His sister Elspeth rose from stoking the fire and huffed at the sight of him, hoisting her skirt to stalk past him and out, slamming the door behind.
Jack lay his hat over the wooden peg on the wall, and took a single, miserly step forward, watching the old woman -who now seemed almost like a stranger to him- for signs of wakefulness. It would be a relief if she didn’t rouse, if she never roused, for she hadn’t offered a single kind or comforting word in many years, not since he was a teenager. Despite circumstances, Jack did not expect a change.
But family and neighbors lingered outside, and none would spare a charitable thought or word for him if he spent any less than a good halved hour tearfully apologizing to the poor old woman, and swearing his renewed, unshakable devotion to the path of The Straight and The Narrow.
Tears were not to be, alas, but the time he could manage, so long as the old woman slept most of it away.
Jack looked at the fireplace, stayed well back from it. Elspeth had almost always taken care of the fires –she’d had to be after all, for Jack hated fire and avoided it like leprosy, even when he inherited the blacksmith business from his uncle. Thanks be to God he had inherited his uncle’s helper, Colm as well.
But hearing the low eerie squeal of steam escaping from the young birch logs, he shook his head vigorously. That sound was why he only allowed Colm to use wood left drying for a season or so. It was bad enough he had to be around fire all day. Screaming fire was insufferable.
His gaze rose to the silver cup on the mantle and he immediately wondered what value it held. Then a hoarse cough from behind had him cringing.
He turned and saw that his mother’s eyes, watery and fogged, were open and focused on him. Her frail hand rose from her side, weakly wriggling fingers of summons.
He hoped for the regretful and forgiving love of the dying, but when he extended his hand, she clutched with such harsh strength and speed it gave him a start.

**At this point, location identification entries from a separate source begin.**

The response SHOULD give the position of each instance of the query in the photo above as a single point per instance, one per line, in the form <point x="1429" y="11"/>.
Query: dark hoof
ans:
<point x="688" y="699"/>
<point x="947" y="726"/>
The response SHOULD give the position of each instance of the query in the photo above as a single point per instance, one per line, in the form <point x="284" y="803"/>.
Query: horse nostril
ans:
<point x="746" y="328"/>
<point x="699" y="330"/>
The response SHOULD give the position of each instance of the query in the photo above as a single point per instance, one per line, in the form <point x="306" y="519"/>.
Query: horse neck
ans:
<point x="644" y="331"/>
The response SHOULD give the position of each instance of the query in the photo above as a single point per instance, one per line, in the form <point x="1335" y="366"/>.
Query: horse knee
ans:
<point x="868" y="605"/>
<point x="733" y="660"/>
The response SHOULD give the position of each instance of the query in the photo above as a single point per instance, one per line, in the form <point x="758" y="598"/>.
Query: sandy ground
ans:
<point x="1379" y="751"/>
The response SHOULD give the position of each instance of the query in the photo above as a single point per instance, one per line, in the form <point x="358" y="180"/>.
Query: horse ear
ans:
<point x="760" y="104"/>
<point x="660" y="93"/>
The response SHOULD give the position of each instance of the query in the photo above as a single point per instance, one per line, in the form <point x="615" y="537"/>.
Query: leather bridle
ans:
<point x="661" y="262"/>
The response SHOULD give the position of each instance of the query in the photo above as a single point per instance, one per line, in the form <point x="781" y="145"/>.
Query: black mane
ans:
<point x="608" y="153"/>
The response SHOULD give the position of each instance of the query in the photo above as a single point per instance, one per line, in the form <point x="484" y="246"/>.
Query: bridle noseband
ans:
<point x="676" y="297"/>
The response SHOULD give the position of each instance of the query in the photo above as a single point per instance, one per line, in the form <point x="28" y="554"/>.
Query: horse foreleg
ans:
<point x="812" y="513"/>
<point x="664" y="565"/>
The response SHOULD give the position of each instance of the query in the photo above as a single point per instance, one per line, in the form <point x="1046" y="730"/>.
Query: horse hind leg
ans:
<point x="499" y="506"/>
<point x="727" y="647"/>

He leaned toward her, but just a few inches. Dead and dying bodies sent him queasy. Even mere mice in the mouths of the village cats -whose eyes gone wild and distant with some fugue caused by killing, their ears pointed backward to detect would-be thieves- made him feel like a wee lad in a vast dark forest.
His old mum, already interred under a mound of quilts, managed a string of clear and concise words. “Jacky. Ye make my heart hurt.”
“It’s gonna be all right, mum.” Jack whispered. “Just get your rest and ye’ll be back on-“
“Ye’ll never change.” She coughed again, a droplet splatting Jack’s cheek, making him revulse. “An’ I can’t protect ye any longer! I’m bound fer glory…”
“No mum. Ye’re gonna be fine.”
She ignored him, drawing her other hand from under the heavy quilts, a trying labor. In it was her cross, the silver one for which she had saved and saved, to buy from a silversmith the next town over when she was just a lass. She had worn it all these years, hanging it on one bit of string after another as they wore thin.
She held it up in trembling hands, on the opposite side of the bed from where Jack stood; the side pushed against the wall. Jack had to reach across her to take it, holding his breath as he did for fear he would inhale some essence of her ancient illness.
As she released it, thoughts of its value danced in his mind, and of potential buyers.
“Keep it with ye, boy,” his mother rasped. “Once I’m gone, ye won’t have my prayers to scare away the evils of the world.”
“Don’t say that, M-“
She sat up so fast it sent a thin rod of ice through his spine, and had him falling onto his ass as if kicked by a mule. Her eyes reflected the fire, and in so doing, brought Jack’s very worst memory to the fore. “That’s yer only hope, boy!” she bellowed, then fell back to the bed and gave off a hiss like that of the birch logs crumbling to ash in the fireplace.
Jack closed his eyes and shook his head till it hurt, trying to break apart that image against the inside of his head. But the vigil watchers would have heard the cry; they would be crashing in, and it wouldn’t look good for him to be cowering on the floor, so he quickly rose and approached her, looking for the rise of the quilt over her chest.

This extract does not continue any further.